TORONTO - Ontario's new police commissioner says it's against police policy for officers to pretend to be journalists to gather evidence on suspects, but he can't rule out it happening again.

Chris Lewis said it would only happen in "rare" cases where public safety is an issue.

"To save a life to get close to that person, then we might do what we have to do," Lewis said Tuesday as he officially took over from retired Ontario Provincial Police commissioner Julian Fantino.

Media advocates are launching a court action this fall against the practice, saying it undermines the public's trust in reporters.

At first Lewis said his officers would no longer pose as reporters, citing a policy brought in three years ago that stopped the practice.

But he quickly added that he couldn't rule out "every exigency in the world" and that exceptions could arise.

In 2007, an OPP officer pretended to be a journalist at a Mohawk rally held in conjunction with the Aboriginal Day of Protest.
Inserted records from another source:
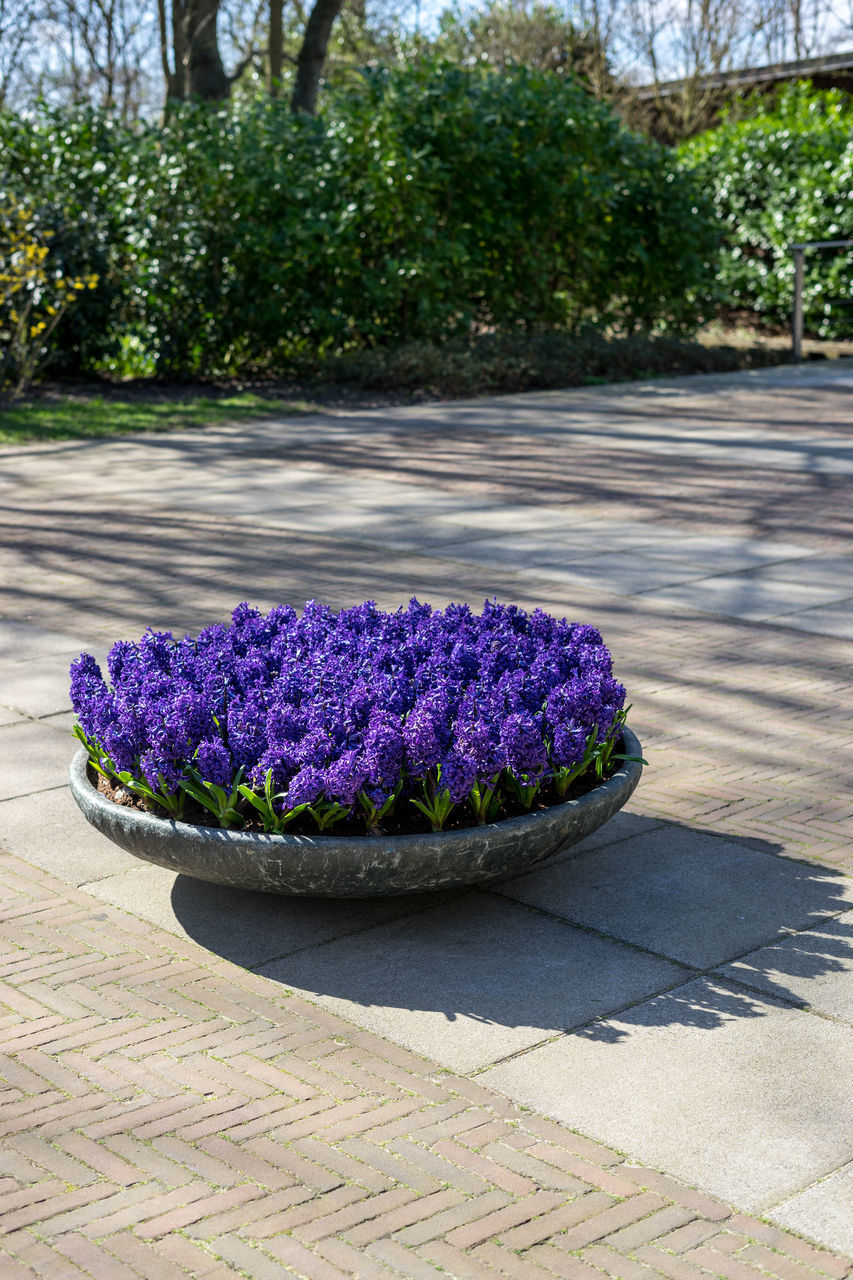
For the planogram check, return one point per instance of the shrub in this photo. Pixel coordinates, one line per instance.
(33, 295)
(329, 716)
(429, 202)
(779, 177)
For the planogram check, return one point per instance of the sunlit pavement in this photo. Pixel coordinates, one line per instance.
(678, 990)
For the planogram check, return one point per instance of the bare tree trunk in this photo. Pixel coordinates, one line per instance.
(309, 67)
(276, 48)
(205, 74)
(168, 73)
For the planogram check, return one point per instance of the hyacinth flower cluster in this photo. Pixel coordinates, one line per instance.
(357, 716)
Recently an officer posed as a journalist to gather evidence from an inmate in a prison.

Three Quebec provincial police officers posed as protesters at the summit of the three North American leaders in Montebello, Que., in August 2007.

The group Canadian Journalists for Free Expression is aware of a handful of cases in Ontario, but called it the "tip of the iceberg."

Police across Canada employ the tactic, Arnold Amber, CJFE's president, said in an interview Tuesday.

"We understand that the Mounties do it, the OPP does it, the Quebec police do it," said Amber.

"Every way you look at this here it is a lousy practice."

The CJFE, the CBC and RTNDA Canada plan to launch the court challenge in the Ontario Superior Court of Justice against Ontario Provincial Police and the Ministry of Community Safety and Correctional Services.

Sources might not talk to reporters if they think they may be speaking to someone who's really a police officer, so important stories might not get told, said CJFE manager Julie Payne.

Pedophile priests at the Mount Cashel orphanage and the Robert Pickton serial killings are two cases in which police investigations were launched only after stories appeared in the news media.

The most recent reports of a provincial police officer posing as a reporter emerged this weekend. The officer gathered evidence against Phillip Vince in the July 1999 cyanide poisoning of fellow inmate Scott Barnett at Millhaven Penitentiary in Kingston, Ont.

"You had a police officer pretending to be a journalist who was going to write about this prison inmate in order to get him to potentially give evidence of a crime he had committed," said Payne.

"And the police officer as that journalist made all sorts of promises that the conversations were to have journalists privilege and wouldn't be shared with police."

Vince, 52, was arrested at the Saskatchewan Penitentiary in March and charged with first-degree murder.

Vince had been serving a life sentence for two first-degree murders in Durham Region in 1985.

The CJFE has asked police to stop the practice before. It sent a letter in July 2008 to Ontario's minister of community safety and corrections asking that the process be stopped.